Quoted from history.com seems to be a tribal phenomena, like the old religions. Then we had the quantum mechanical school of physics, a tribe of sorts. I think we might be seeing some new ‘enlightenment’ from advances in mathematics, and that is a tribal affair.
Thanks Handle:
Social status is zero sum, and one can’t be fashionable without someone else being unfashionable
Unlike wealth creation, which can be positive sum, all status is zero sum. It used to be Harvard Yale Princeton, but now it’s Harvard Stanford Yale … and Princeton, tho far more often written without Princeton rather than with. Gold Silver Bronze — plus participation.
Solidarity, tribal or otherwise, is almost always based on objection to some specific injustice. Vietnam anti-war; same-sex marriage anti-homophobe; anti-Klan racists; anti-sexist abusers. These and so many other existing injustices.
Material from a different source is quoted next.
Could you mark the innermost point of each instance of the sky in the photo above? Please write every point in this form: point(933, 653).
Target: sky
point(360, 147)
It is far more difficult to get agreement on “What Is To Be Done” (Lenin) than on most aspects of the injustice. Justice is a gray area.
Racism is a subset of tribalism. Capitalism & private property help reduce tribalism — I don’t care what tribe you’re in, as long as you buy my stuff — as long as you sell me stuff I want — as long as we can work together.
The new Dem tactic of excluding MAGA hat wearers is a huge, anti-capitalist, tribalist assault on living together in peace. The Dems need to lose more elections, and have a bigger return to prior, normal-supporting tolerant laws plus practices.
Dem KKK tribal members were persecuting blacks for a hundred years after the Civil War; German Nazi tribal members were persecuting Jews. The current Dem tribe wants to persecute Trump supporters in a similarly intolerant way.